Tomgram: Noam Chomsky on War Crimes in Iraq
In the Vietnam era, the subject of war crimes was the last to arrive and the first to depart. When, in 1971 in Detroit, Vietnam Veterans Against the War convened its Winter Soldier Investigation into U.S. war crimes in Southeast Asia, it was roundly ignored by the media. Over 100 veterans gave firsthand testimony to war crimes they either committed or witnessed. Beyond the unbearable nature of their testimony, the hearings were startling for the fact that here were men who yearned to take some responsibility for what they had done. But while it was, by then, possible for Americans to accept the GI as a victim in Vietnam, it proved impossible for most Americans to accept him as a human being taking responsibility for a crime against humanity. There was no place for this in the American imagination, it seemed, no less for the thought that the planning and prosecution of the war were potential crimes committed by our leaders. Evidently there still is none, which is why it's important to follow Noam Chomsky back into the Iraq of recent years to consider the American occupation of that country in the context of war crimes.The piece that follows is an excerpt from Chomsky's new book, Failed States: The Abuse of Power and the Assault on Democracy, which is officially published on this very day. It is Chomsky at his best, a superb tour (de force) of a world in which the Bush administration has regularly asserted its right to launch "preventive" military interventions against "failed" and "rogue" states, while increasingly taking on the characteristics of those failed and rogue states itself. It will be an indispensable volume for any library. (You can check out a Chomsky discussion of it at Democracy Now!) Tom
Returning to the Scene of the Crime
War Crimes in Iraq
By Noam Chomsky
[This piece is adapted from Chapter 2 of Noam Chomsky's newest book, Failed States: The Abuse of Power and the Assault on Democracy (New York: Metropolitan Books, 2006).]

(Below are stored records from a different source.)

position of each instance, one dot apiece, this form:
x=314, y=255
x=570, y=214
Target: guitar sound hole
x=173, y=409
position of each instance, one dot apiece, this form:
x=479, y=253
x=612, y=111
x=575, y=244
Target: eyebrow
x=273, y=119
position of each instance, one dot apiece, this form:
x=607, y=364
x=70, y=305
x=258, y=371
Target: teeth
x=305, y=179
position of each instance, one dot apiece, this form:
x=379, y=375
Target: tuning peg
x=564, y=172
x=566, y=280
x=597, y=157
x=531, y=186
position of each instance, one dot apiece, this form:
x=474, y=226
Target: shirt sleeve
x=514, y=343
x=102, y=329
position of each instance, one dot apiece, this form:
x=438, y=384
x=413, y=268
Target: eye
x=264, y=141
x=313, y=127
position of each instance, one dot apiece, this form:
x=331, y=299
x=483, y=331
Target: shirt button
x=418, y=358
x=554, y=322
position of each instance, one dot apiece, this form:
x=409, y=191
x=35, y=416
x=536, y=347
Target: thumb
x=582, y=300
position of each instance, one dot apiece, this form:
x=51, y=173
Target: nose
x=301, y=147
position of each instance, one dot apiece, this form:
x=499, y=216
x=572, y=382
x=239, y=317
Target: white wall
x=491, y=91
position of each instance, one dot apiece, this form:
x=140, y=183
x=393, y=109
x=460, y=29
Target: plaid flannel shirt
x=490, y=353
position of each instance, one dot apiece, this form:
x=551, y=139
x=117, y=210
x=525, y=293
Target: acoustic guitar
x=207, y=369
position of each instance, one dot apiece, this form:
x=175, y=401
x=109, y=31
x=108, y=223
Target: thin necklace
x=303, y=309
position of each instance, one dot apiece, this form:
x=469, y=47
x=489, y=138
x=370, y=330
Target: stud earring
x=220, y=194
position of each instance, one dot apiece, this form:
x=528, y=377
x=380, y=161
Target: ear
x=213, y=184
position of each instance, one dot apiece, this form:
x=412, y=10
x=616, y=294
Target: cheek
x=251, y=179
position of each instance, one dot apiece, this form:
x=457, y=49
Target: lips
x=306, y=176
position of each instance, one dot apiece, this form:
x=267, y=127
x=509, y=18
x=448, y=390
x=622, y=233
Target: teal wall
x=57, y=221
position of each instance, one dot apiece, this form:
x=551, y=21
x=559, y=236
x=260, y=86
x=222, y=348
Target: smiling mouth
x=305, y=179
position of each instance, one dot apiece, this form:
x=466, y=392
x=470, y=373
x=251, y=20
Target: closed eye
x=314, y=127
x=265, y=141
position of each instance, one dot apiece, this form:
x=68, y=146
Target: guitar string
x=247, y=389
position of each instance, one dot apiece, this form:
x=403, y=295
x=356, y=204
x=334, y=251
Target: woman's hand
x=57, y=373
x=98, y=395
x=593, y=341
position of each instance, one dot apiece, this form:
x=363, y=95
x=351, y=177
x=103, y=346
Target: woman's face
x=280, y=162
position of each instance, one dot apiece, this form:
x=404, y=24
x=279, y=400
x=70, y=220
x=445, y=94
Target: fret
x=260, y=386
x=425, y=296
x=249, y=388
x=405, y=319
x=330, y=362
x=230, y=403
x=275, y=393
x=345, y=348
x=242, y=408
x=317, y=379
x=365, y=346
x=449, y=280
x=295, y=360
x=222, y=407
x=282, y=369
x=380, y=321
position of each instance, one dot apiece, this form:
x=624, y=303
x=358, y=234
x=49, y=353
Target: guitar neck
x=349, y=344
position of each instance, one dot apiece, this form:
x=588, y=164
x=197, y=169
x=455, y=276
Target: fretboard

In 2002, White House counsel Alberto Gonzales passed on to Bush a memorandum on torture by the Justice Department's Office of Legal Counsel (OLC). As noted by constitutional scholar Sanford Levinson: "According to the OLC, ‘acts must be of an extreme nature to rise to the level of torture… Physical pain amounting to torture must be equivalent in intensity to the pain accompanying serious physical injury, such as organ failure, impairment of bodily function, or even death.'" Levinson goes on to say that in the view of Jay Bybee, then head of the OLC, "The infliction of anything less intense than such extreme pain would not, technically speaking, be torture at all. It would merely be inhuman and degrading treatment, a subject of little apparent concern to the Bush administration's lawyers."
Gonzales further advised President Bush to effectively rescind the Geneva Conventions, which, despite being "the supreme law of the land" and the foundation of contemporary international law, contained provisions Gonzales determined to be "quaint" and "obsolete." Rescinding the conventions, he informed Bush, "substantially reduces the threat of domestic criminal prosecution under the War Crimes Act." Passed in 1996, the act carries severe penalties for "grave breaches" of the conventions: the death penalty, "if death results to the victim" of the breach. Gonzales was later appointed to be attorney general and would probably have been a Supreme Court nominee if Bush's constituency did not regard him as "too liberal."